Washington Post | Amir Al Jabouli leads the way, holding his Samsung phone out into the snowfall with his bare right hand. The instructions the speakerphone emits are barely audible in the whir of the wind. But Amir is focused.

“Turn right in 200 meters,” comes the tinny, digitized voice of Arabic Google Maps.

He turns, and so do his wife, Raghda Altellawi, and their daughters, Ghena, 6, and Nagham, 5. The girls, who are wearing snow pants and bulky winter boots for the first time, are struggling to walk. They laugh and grab each other’s hands.

They have just come to Canada as refugees from the war in Syria, and this February day is their first day of school. It is not only the girls’ first day of school in Canada, but their first ever. Ghena and Nagham were just babies when fighting closed schools in their home town of Homs. After surviving siege, bombardment and Amir’s kidnapping, they fled to Lebanon, where school was out of reach for many Syrians. Now Nagham is starting junior kindergarten and Ghena, first grade. Twenty-two-year-old Raghda and 31-year-old Amir, who left school in seventh and ninth grades, respectively, are starting full-time English classes.

The snow looks beautiful to Amir, a clean white sheet over a dirty world. Every footstep makes a fresh imprint. It’s how he feels about all of life in Canada.

“I feel reborn,” he has been saying since he landed in Toronto 10 days ago. Of course, there are details to figure out. No one in the family speaks English. They have no jobs. And they know almost no one.

But they do have a network of people poised to help. A group of strangers brought them to Canada, using a private sponsorship process that has become a global model and that some refugee advocates in the United States want to replicate. The program places the power of selecting, financing and resettling refugees in the hands of regular citizens, as long as the refugees clear Canadian government security, background and health checks.

So as Amir and Raghda navigate this new landscape, they are not alone. Amir was able to access Google Maps because his sponsor Ali Khan had set him up with a new phone and data plan. Sponsor Ashley Hilkewich had taken a day off work to take them to an English assessment, and another sponsor had registered the girls in school. For one year, Amir, Raghda and the girls have the support of about 20 Canadian volunteers and 80 donors.

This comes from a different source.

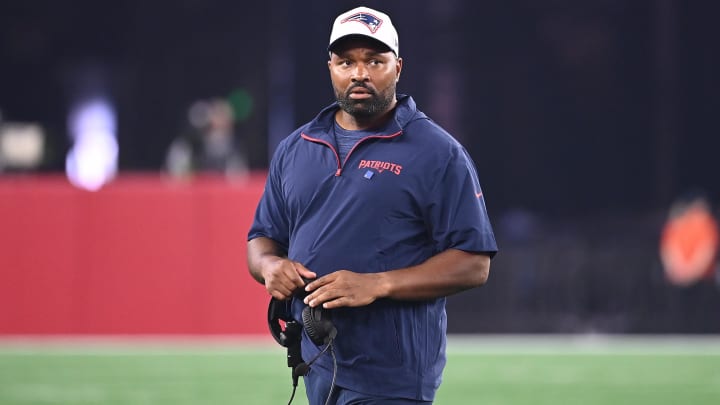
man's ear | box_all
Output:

In December, the world saw images of Prime Minister Justin Trudeau welcoming the first planeload of incoming refugees from Syria in the Toronto airport, telling them, “You are home. Welcome home.” But as many as 10,000 of the more than 26,000 Syrians who have arrived in Canada so far are being privately sponsored by groups of regular Canadians — a dog-walking group, a book club, a choir, officemates, block associations. Young families offer up basement apartments and retirees donate housewares from the attic. Resettling refugees has become a national project.

“I have absolutely never seen anything like this in my entire career in the public service,” says Sarita Bhatla, Canada’s director of refugees.

In the United States — which has the largest refugee resettlement program in the world but does not permit private sponsorship — lawmakers and refugee advocates are watching Canada. The U.S. is taking in about 10,000 Syrian refugees this fiscal year, but some say private citizens could do much more. A coalition of organizations led by the libertarian Niskanen Center has been lobbying the White House for executive action to authorize a scaled-back version of private sponsorship. The center proposes that private donors create a fund to cover costs of bringing refugees in excess of the government quotas. There’s a precedent. In 1986, President Ronald Reagan began a program that allowed private organizations to resettle 16,000 Soviet Jews and Cubans — but it was not renewed.

Meanwhile, in the borderless era of Facebook fundraising, U.S. citizens interested in sponsoring Syrian refugees have been donating money to Canadian groups. Tens of thousands of Americans have also offered help to U.S. resettlement agencies, the organizations the federal government contracts to help refugees begin new lives. Watching Canada, refugee advocates wonder: What if there was a mechanism to translate these offers of help into direct action? Could the ability of regular people to take action inject goodwill throughout the society?